We have carried out hydro-dynamical simulations to investigate the formation and evolution of protostar and circumstellar disks from the prestellar cloud. As the initial state, we adopt the molecular cloud core with two non-dimensional parameters representing the thermal and rotational energies. With these parameters, we make 17 models and calculate the cloud evolution ~ 10^4 years after the protostar formation. We find that early evolution of the star-disk system can be qualitatively classified into four modes: the massive disk, early fragmentation, late fragmentation, and protostar dominant modes. In the 'massive disk mode' to which the majority of models belong, the disk mass is greater than the protostellar mass for over 10^4 years and no fragmentation occurs in the circumstellar disk. The collapsing cloud shows fragmentation before the protostar formation in the 'early fragmentation mode'. The circumstellar disk shows fragmentation after the protostar formation in the 'late fragmentation mode', in which the secondary star substantially gains its mass from the circumstellar disk after fragmentation and it has a mass comparable to that of the primary star.

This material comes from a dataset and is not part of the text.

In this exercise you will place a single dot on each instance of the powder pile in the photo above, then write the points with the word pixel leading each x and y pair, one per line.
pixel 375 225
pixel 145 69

The protostellar mass rapidly increases and exceeds the circumstellar disk mass in the 'protostar dominant mode'. This mode appears only when the initial molecular cloud core has a considerably small rotational energy. Comparison of our results with observations indicates that a majority of protostar has a fairly massive disk during the main accretion phase: the circumstellar disk mass is comparable to or more massive than the protostar. It is expected that such a massive disk promotes gas-giant formation by gravitational instability in a subsequent evolution stage.